Failure Culture in Start-ups
In the technological entrepreneurial culture, it is well known that most start-ups fail. The number is very high: 3 in every 4. The reasons can vary from running out of funding or losing a founder, to determining there isn’t a big enough market for your product or service. Either way, failing in Silicon Valley is one of the least terrible things that can happen to you.
When we start a company, fear of failing can be paralyzing. We imagine how terrible it would be to lose our savings, share with our friends and family how what we tried didn’t work out, and the idea of being pointed out as losers overwhelms us. Nevertheless, in the start-up culture it’s very clear than a failing company is not a synonym for failing founders, but quite the opposite: it is promoted to be very vocal about our mistakes.
Something important to take into account is that you are not your start-up and the possibility to eventually take on a new project is high. Learning from each of your experiences generates a track record that has more value than just one project.
In the Bay Area, with so many projects in development, it’s common to listen to founders’ stories that show that the knowledge gathered by previous failed projects helped them realize what they had to do differently for their new start-ups. Failing is a synonym for learning.
As part of this new entrepreneurial culture, failing fast and sharing is more recommended than doing it in a silent way. It is clear that it’s better to end a project that has no future when the investment in time and money is still low, than to postpone the closing of a company that is destined to die.

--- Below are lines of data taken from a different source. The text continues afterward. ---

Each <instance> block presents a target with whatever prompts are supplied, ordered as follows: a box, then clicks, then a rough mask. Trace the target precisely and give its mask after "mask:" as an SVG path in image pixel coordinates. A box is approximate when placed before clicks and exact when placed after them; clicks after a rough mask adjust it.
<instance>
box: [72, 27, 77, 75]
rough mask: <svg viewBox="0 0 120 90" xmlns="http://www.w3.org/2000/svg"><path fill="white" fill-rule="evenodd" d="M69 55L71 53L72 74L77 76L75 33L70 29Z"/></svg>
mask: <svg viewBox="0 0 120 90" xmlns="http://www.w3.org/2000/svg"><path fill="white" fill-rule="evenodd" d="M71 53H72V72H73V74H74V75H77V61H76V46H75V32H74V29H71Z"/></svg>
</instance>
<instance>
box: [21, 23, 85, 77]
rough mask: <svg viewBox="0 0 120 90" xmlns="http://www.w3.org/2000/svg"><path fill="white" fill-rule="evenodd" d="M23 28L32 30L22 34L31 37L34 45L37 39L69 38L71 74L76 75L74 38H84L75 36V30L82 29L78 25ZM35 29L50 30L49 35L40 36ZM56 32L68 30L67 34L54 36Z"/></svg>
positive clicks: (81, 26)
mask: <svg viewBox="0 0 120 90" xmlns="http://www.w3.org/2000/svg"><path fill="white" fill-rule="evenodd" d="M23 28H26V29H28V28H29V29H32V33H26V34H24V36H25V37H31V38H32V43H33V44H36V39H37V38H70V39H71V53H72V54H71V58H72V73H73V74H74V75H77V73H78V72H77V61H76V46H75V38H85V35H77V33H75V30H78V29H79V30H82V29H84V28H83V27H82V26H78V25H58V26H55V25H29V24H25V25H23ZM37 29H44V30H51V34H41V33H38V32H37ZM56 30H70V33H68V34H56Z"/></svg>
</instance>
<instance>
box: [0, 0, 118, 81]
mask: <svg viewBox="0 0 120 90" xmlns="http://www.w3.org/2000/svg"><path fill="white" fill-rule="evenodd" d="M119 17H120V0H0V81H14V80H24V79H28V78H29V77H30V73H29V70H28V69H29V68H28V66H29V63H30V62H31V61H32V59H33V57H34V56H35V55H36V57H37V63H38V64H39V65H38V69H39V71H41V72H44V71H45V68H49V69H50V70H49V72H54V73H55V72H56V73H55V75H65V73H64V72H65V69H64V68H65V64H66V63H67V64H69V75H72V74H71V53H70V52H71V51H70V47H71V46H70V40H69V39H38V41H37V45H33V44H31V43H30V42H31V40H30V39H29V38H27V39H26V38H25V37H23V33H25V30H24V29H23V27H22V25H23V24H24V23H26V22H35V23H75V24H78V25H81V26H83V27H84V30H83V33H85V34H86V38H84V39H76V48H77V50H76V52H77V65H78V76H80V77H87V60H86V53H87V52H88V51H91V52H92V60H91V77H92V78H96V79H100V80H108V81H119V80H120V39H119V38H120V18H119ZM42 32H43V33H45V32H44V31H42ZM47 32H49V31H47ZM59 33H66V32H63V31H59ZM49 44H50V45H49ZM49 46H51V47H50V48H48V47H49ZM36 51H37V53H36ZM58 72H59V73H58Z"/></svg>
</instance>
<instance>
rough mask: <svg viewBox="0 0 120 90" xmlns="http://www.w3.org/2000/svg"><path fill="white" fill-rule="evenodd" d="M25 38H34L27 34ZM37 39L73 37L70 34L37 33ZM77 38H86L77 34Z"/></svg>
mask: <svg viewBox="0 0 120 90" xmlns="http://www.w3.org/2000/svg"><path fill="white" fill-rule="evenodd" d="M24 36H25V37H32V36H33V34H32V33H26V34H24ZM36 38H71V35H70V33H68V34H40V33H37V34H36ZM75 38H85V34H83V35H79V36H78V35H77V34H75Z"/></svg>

Being prideful and pretending that everything is fine or keeping the failure a secret can be more counterproductive for the entrepreneur than it may seem, thus it would look like he didn’t learn anything from it. In Silicon Valley, learning and sharing knowledge is a cultural pillar.

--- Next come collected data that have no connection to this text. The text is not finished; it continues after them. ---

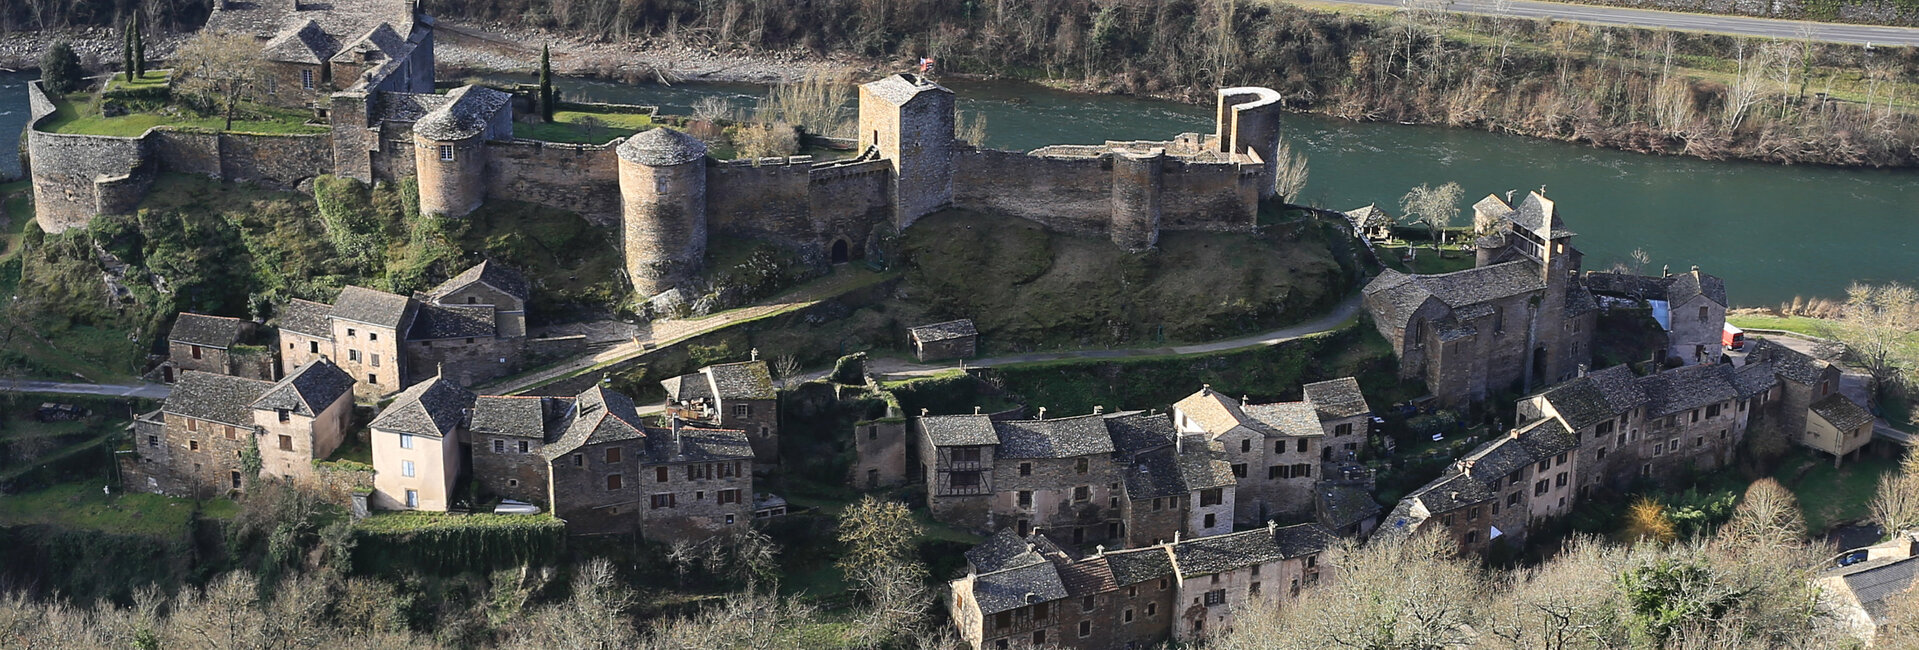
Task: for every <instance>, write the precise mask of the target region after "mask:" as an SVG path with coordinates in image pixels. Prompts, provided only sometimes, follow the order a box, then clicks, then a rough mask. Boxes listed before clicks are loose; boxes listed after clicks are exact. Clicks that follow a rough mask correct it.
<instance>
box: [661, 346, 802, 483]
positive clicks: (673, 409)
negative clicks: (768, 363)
mask: <svg viewBox="0 0 1919 650" xmlns="http://www.w3.org/2000/svg"><path fill="white" fill-rule="evenodd" d="M660 385H662V387H666V412H668V416H674V418H681V420H687V422H699V424H706V426H712V428H723V429H737V431H746V437H748V439H750V441H752V458H754V466H756V470H770V468H773V466H777V464H779V389H775V387H773V372H771V368H768V364H766V362H764V360H760V353H758V351H754V353H752V360H743V362H731V364H714V366H706V368H700V372H693V374H683V376H677V378H670V380H662V382H660Z"/></svg>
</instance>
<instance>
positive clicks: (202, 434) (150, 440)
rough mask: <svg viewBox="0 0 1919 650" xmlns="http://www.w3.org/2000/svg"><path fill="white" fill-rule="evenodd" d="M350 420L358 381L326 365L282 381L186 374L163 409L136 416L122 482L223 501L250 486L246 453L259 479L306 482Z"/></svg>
mask: <svg viewBox="0 0 1919 650" xmlns="http://www.w3.org/2000/svg"><path fill="white" fill-rule="evenodd" d="M351 418H353V376H349V374H345V372H344V370H340V366H336V364H332V362H330V360H324V359H320V360H315V362H309V364H303V366H297V368H294V370H292V372H288V374H286V378H282V380H280V382H265V380H251V378H238V376H225V374H211V372H198V370H186V372H182V374H180V376H178V382H177V383H175V385H173V393H171V395H169V397H167V401H165V403H163V405H161V406H159V410H154V412H148V414H142V416H138V418H134V424H132V435H134V454H130V456H123V458H121V470H123V472H121V476H123V477H125V487H127V489H134V491H146V493H163V495H190V497H203V495H219V493H225V491H228V489H244V487H246V479H248V477H246V476H244V468H246V460H244V454H246V451H248V449H255V451H257V453H259V462H261V464H259V477H280V479H305V477H311V474H313V460H319V458H326V456H328V454H332V453H334V449H336V447H340V443H342V441H344V439H345V431H347V428H349V424H351Z"/></svg>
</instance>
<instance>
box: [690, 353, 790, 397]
mask: <svg viewBox="0 0 1919 650" xmlns="http://www.w3.org/2000/svg"><path fill="white" fill-rule="evenodd" d="M700 372H704V374H706V376H710V378H712V383H714V385H712V391H714V395H718V397H720V399H773V397H779V391H775V389H773V370H771V368H768V364H766V362H764V360H743V362H731V364H718V366H706V368H700Z"/></svg>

In Latin America our perception towards failure is very different. Socially it is hard to be open to share our mistakes but little by little we are letting go of old conventionalisms and nurturing new entrepreneurs with past experiences. In Mexico for example, Fuckup Nights takes place once a month, a networking event to share failure stories and lessons learned in a relaxed way. Are there any discussion spaces around failure in your city?